Two years ago, OpenAI released the GPT-3 model trained on 175 billion parameters. Since then, large language models (LLMs) have been the rage.
On Wednesday, MetaAI and Papers with Code announced the release of Galactica, an open-source large language model trained on scientific knowledge, with 120 billion parameters. The AI-generative tool will aid academic researchers by producing extensive literature reviews, generating Wiki articles on any topic, accessing lecture notes on scientific texts, producing answers to questions, solving complex mathematical solutions, annotating molecules and proteins, and more.
Galactica is trained on a large number of scientific papers, research materials, knowledge bases and numerous other sources, including scientific texts as well as modalities such as proteins and compounds.
Any output can be generated based on Galactica’s vast database by simply entering the prompt at galactica.org.
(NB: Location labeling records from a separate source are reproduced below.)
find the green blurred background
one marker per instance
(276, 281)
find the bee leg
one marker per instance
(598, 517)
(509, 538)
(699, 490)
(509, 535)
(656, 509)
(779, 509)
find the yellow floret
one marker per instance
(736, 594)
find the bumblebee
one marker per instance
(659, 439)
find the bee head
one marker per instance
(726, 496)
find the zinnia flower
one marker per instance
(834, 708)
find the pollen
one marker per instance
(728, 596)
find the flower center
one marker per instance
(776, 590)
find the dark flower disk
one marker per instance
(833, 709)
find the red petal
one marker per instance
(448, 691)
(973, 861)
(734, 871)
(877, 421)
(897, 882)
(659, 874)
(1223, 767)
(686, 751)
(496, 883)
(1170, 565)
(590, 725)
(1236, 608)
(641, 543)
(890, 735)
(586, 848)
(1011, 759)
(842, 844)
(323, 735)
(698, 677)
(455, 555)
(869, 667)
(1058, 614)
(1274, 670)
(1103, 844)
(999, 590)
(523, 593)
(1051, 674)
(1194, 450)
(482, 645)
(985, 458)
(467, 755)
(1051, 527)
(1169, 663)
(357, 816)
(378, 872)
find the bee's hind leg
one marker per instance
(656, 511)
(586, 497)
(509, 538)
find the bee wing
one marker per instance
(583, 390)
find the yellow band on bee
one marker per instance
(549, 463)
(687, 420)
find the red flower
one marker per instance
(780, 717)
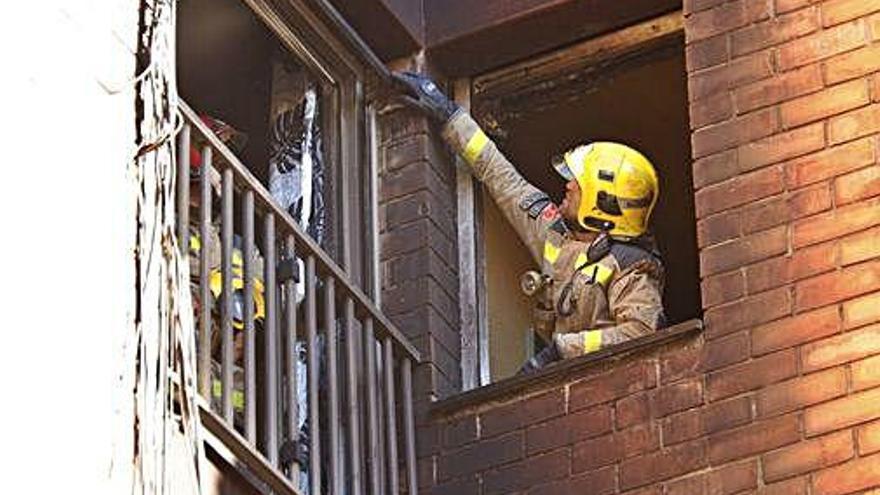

The new model is designed to tackle the issue of information overload when accessing scientific information through search engines, where there is no proper organisation of scientific knowledge. In comparison, Galactica is built with the mission of organising science—that is, a model that can store, combine and reason about scientific knowledge.
Research published shows that Galactica outperforms other model on different metrics:
(i) It beats the latest GPT-3 by 68.2% versus 49.0% on technical knowledge probes such as LaTeX equations.
(ii) In the measure of reasoning, it also surpasses Chinchilla on mathematical MMLU with 41.3% to Chinchilla’s 35.7%, and PaLm 540B on MATH with a score of 20.4% versus 8.8%.
(iii) It is also found to be better than BLOOM and OPT-175B on BIG-bench despite not being trained on general corpus.
The paper can be accessed here.
However, the AI community has been quick to address the issues surrounding this model. David Chapman took to twitter to explain how bad the output generated was based on some examples from the Hacker News discussion forum:
But, outside the issues with the model, the scientific community has also lauded Meta’s efforts in collating and indexing scientific works, databases, and code bases.
Large language model breakthroughs
Besides GPT-3 and Galactica, LLM such as YaLM are trained on 100 billion parameters, while models such as BLOOM and PaLM are trained on 176 billion, and 540 billion parameters respectively. We have also seen the rise of protein language models solving the decade old protein folding problem, and in the most recent development, the GenSLM model, which is able to predict Covid variants.
Moreover, we are amidst an age of ‘text-to-anything’, which is trained on massive language models and developed by companies like OpenAI, Microsoft, Google, etc. To the long list, we can now add ‘text-to-science-research’ as the new AI tool disrupting existing processes of scientific research and publication.